Peer-to-peer investments inherently carry some risks. Any portfolio no matter how well set up has those same risks, but not always to the same degree. The difference? Diversification. For investors that want to keep their return expectations high while minimizing risks, diversifying their options is one of the best ways to take advantage of P2P investments.
It’s the same principle that applies for stock purchases—rather than selecting one specific stock to invest in, it’s far more lucrative to select a portfolio that covers multiple different types, each with varying return expectations, risk factors, and trading histories.
As far as P2P investments are concerned, the same thing applies. Lenders that want to invest their money through peer-to-peer lending need to first decide how much they want to invest, and then also where.
There are various platforms for P2P investment matching out there, and each has its own unique selling points. Potential investors need to consider factors such as the security of assets, anti-fraud policies, and the financial history of the platform itself when choosing.

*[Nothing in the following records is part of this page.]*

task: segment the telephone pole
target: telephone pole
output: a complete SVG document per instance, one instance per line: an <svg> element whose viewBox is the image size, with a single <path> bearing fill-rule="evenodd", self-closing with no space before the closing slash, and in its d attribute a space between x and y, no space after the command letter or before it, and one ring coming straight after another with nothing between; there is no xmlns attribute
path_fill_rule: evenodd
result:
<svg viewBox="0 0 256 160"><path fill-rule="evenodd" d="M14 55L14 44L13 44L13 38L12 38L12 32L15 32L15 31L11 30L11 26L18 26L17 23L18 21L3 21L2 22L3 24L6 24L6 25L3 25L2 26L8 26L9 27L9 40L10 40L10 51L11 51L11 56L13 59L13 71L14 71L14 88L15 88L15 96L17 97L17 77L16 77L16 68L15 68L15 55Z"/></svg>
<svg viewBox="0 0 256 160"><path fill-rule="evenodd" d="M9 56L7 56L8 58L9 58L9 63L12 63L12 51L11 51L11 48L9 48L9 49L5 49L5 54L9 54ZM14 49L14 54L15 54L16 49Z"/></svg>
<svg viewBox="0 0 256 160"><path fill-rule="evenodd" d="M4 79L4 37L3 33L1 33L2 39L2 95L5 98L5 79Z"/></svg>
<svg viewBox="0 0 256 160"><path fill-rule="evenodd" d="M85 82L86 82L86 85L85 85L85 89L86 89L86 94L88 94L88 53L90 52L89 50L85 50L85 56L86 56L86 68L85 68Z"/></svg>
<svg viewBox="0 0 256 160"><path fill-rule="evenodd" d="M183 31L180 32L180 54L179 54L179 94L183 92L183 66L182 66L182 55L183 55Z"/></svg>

Naturally, another concern is the borrowers that the investment will be made available to. Between property, consumer, and business lending, selecting the right market is also a key decision. Every possible segment of the overall borrower pool is subject to certain risk factors—the real estate market and its stability can significantly impact the returns from property lending, for example, whereas consumer lending can be affected by large increases in unemployment.
Once again, the key is variety. A smart lender should try to spread their investment out—across platforms and across borrower types. It’s important to know that there are no “right” decisions when it comes to lending.
Investing in the Many, Not the Few
There are only risk factors and predictions. Since invested capital is always at risk, it’s in the lender’s best interest to spread their money as far as they can. Down to the smallest element, this also means that ideally, money should go to multiple smaller borrowers rather than one large one.
Lending a small amount to ten people is safer than lending a large amount to one—more borrowers mean that even if some default and are unable to make repayments, others will continue to pay, and the returns only decrease, they don’t stop entirely. It’s also less of a financial burden (and therefore easier) to pay back smaller amounts, meaning that in many cases, smaller amounts are more likely to be paid back on time than larger ones would be.
It’s worth noting that a good diversification plan covers as many different sectors and industries as possible—just spreading across different property investments isn’t as secure as investing in properties, people, and businesses. Similarly, investing with several different tech startups, for example, isn’t as effective as investing with different types of companies in different industries.
What about the Benefits?
In addition to strongly mitigating risks to the P2P investments themselves, diversifying has another advantage: it allows the investor to take a more passive approach to the process. While it is possible to build a specific portfolio by hand-picking individual opportunities, this is a huge amount of work and, depending on the scale of the investment, can be nearly impossible to maintain over time.
For portfolio monitoring and reporting, this creates additional burdens as well. Individual P2P loans would require individual return reports, whereas investments through platforms that diversify and spread to different borrowers can more easily be summarized into a single report. For casual investors, this can mean hassle-free money returns without much need for active portfolio management.
P2P and Long-Term Planning
For hesitant lenders, P2P investments can seem risky. At a glance, this is understandable. Most people are used to using banks for all things money; that is, saving, investing, borrowing, and lending. P2P offers a more fluid alternative though that has some very real benefits for investors.
Transparency is one of these benefits. Investors can see information about borrowers and make informed decisions about their money. They can select what they consider the most low-risk opportunities. At the same time, since many platforms offer guarantees, even if a loan defaults, the investor will at least get back their initial investment; in other words, high liquidity and low-risk money planning.
This makes P2P lending a surprisingly attractive option for retirement planning. Compared to traditional savings accounts with banks, this type of investment is likely to generate higher returns, and, unlike pension funds, investors can relatively easily access it whenever they need to. This means that compared to the long-term deposit options that banks offer, P2P lending can show positive results quicker, and the lender has more control over exactly what happens with their money.
Whether it’s for long-term returns, retirement funds, or purely to dip your toes into investing, peer-to-peer lending can be a great tool in any investor’s belt. A smart investor will also diversify their portfolio, for maximum returns and minimal risk—that’s where this type of investment really shines.